Around half of American voters believe Donald Trump is racist despite the US president saying he is the "least racist person in the world", according to a new poll.
The survey was conducted by Quinnipiac University several days after Mr Trump said a group of four congresswomen of colour should "go back" to the countries they came from, even though all four are US citizens.
The survey period, from 25-28 July, also included the day that Mr Trump launched a new attack on black congressman Elijah Cummings.
He called Mr Cummings “a brutal bully” and described his Baltimore district as a “disgusting, rat and rodent infested mess”.
The poll results come as Democrats seeking the party’s nomination for president enter a second round of debates. Nearly all of the 2020 candidates have roundly condemned Mr Trump’s remarks as racist and divisive.
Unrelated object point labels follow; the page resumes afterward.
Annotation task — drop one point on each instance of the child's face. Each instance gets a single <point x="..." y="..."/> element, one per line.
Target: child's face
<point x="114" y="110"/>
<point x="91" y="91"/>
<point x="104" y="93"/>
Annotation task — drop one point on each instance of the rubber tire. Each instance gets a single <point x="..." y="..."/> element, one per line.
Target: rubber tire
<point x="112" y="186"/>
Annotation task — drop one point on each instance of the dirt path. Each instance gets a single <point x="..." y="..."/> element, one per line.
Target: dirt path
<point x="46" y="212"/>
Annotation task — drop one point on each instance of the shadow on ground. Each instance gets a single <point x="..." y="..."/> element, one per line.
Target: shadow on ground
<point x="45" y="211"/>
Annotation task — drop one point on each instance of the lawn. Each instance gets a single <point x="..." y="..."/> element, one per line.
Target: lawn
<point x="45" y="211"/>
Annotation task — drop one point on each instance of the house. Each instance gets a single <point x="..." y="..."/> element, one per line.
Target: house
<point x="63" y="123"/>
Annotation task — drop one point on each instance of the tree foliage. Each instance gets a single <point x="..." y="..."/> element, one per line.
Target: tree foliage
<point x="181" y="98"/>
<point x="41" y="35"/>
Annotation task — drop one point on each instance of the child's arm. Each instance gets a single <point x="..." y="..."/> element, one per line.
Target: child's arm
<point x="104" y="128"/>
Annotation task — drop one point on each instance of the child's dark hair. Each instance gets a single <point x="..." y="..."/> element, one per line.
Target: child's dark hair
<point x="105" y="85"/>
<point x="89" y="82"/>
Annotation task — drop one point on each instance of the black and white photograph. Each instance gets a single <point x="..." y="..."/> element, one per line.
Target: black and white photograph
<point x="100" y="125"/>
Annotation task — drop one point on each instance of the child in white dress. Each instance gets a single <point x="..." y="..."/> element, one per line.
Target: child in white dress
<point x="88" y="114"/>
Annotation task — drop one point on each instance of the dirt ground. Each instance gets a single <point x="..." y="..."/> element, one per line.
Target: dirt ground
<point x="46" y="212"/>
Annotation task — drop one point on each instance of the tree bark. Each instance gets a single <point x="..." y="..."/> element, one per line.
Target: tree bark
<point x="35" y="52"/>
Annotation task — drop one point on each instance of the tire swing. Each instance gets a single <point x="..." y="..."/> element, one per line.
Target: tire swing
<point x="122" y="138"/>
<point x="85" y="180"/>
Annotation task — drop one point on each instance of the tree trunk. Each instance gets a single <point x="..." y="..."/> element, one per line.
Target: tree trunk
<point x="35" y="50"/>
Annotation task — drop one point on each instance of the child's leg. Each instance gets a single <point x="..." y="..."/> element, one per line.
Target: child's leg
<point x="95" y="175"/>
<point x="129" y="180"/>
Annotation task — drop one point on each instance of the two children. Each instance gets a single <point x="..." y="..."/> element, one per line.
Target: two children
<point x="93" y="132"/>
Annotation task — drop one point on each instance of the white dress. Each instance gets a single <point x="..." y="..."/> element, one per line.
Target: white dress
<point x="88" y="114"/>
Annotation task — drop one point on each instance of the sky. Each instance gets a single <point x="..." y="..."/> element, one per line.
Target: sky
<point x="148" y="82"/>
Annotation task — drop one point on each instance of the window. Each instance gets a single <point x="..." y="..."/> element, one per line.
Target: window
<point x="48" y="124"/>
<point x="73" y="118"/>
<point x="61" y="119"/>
The poll found that 51 per cent of voters think Mr Trump is racist while 45 per cent do not.
When separated by party, 86 per cent of Democratic voters classified Mr Trump as racist while 91 per cent of Republicans said he was not.
About 88 per cent of those who said Mr Trump was racist disapprove of the job he is doing as president, while 94 per cent of those who said he was not racist approve of his performance.
Other polls conducted by USA Today/Ipsos, The Economist/YouGov and Fox News in July have shown that between half and two-thirds of Americans believe that telling someone to “go back” is a racist statement and that Mr Trump’s tweets “cross the line”.
The US president also attacked civil rights leader Reverand Al Sharpton earlier this week. The president denounced Mr Sharpton on Twitter as “a con man” who “Hates Whites & Cops” and doubled down on his attacks against Mr Cummings.
Mr Trump also claimed he is the “least racist person in the world” following his comments attacking politicians of colour and civil rights figures.
The Quinnipac poll found that 41 per cent of survey respondents believe Mr Trump’s immigration policies are motivated by “racist beliefs”, compared with 49 per cent who ascribed them to “a sincere interest in controlling our borders”.